Novel required properties of, and efficient algorithms to seek, perfect cuboids
Aubrey de Grey, Philip Gibbs, Louie Helm
TL;DR
The paper advances the search for perfect cuboids by introducing two new algorithms rooted in the geometry of perfect plinths and perfect picture frames, connecting PC existence to bi-perfect cuboids (BPCs) and their four subtypes. It develops a robust elliptic-curve framework, deriving master equations that encode NPCs and 3-BPCs through EF1, EF2, EF3, EF4, EI1, EI2 curves, and demonstrates that many face and internal-rectangle aspect ratios are prohibited when these curves have rank zero.
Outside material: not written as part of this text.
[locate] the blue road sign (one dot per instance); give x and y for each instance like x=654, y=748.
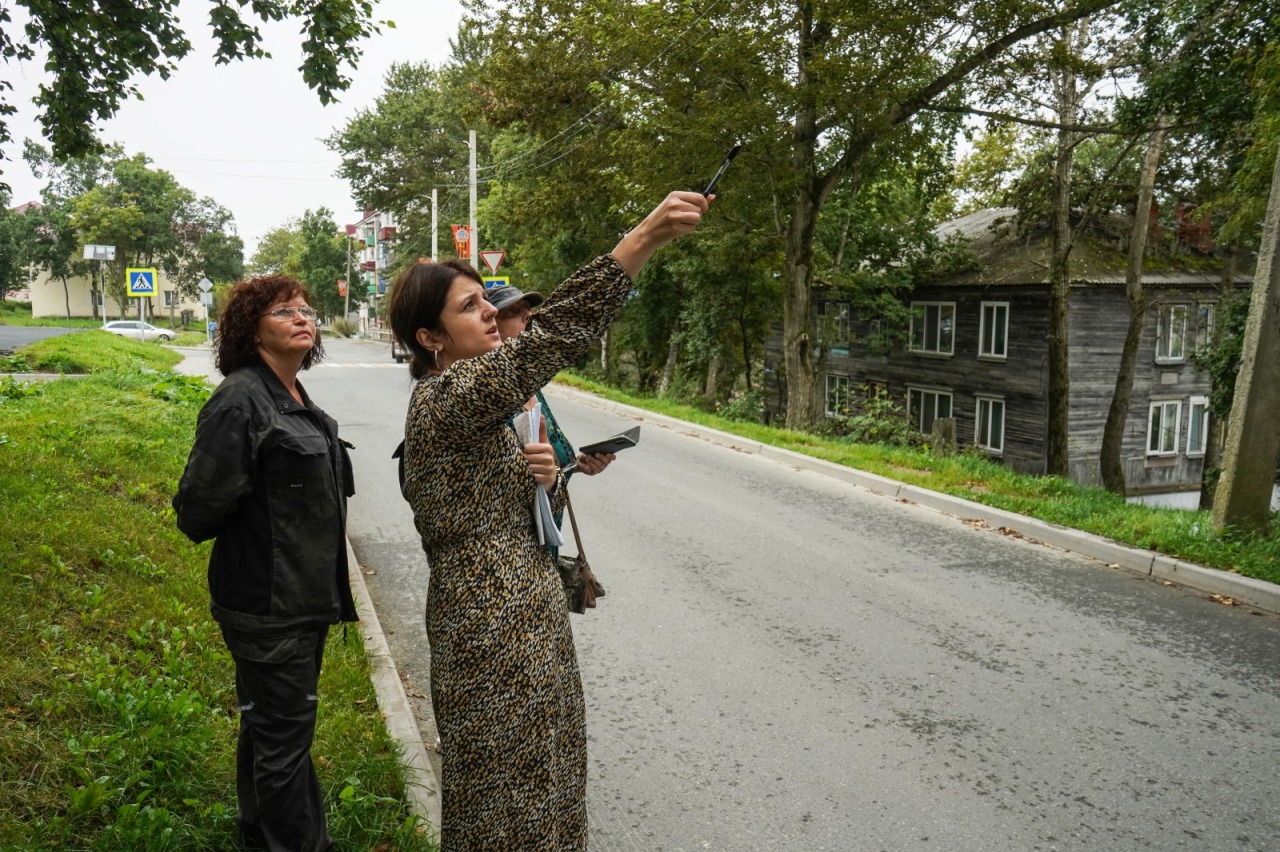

Computationally, the authors produce extensive enumerations: 288 F-BPCs and 122 I-BPCs up to large bounds with the first algorithm, and 1319 total F-BPCs/I-BPCs via the second algorithm, while finding no PCs to date; these results strengthen the conjecture that a PC may not exist. The work also provides two parametric families of edge cuboids and identifies intriguing relationships among F-BPCs, Leech pentacycles, and cousin transformations, offering new directions for theoretical and computational exploration. Overall, the study sharpens nonexistence evidence for perfect cuboids and lays a scalable, elliptic-curve–based path toward resolving the PC question.
Abstract
We present a novel approach to the age-old question of whether perfect cuboids exist. Our approach consists of two new computer search algorithms, arising from the analysis of "perfect plinths" reported by one of us recently, that are much more efficient than any prior algorithm of which we are aware. Using this approach, we also (i) identify some new two-parameter families of edge cuboids, and (ii) show that large proportions of aspect ratios of faces or internal rectangles cannot be present in a perfect cuboid, a property that was previously reported only for faces with the aspect ratio 4:3.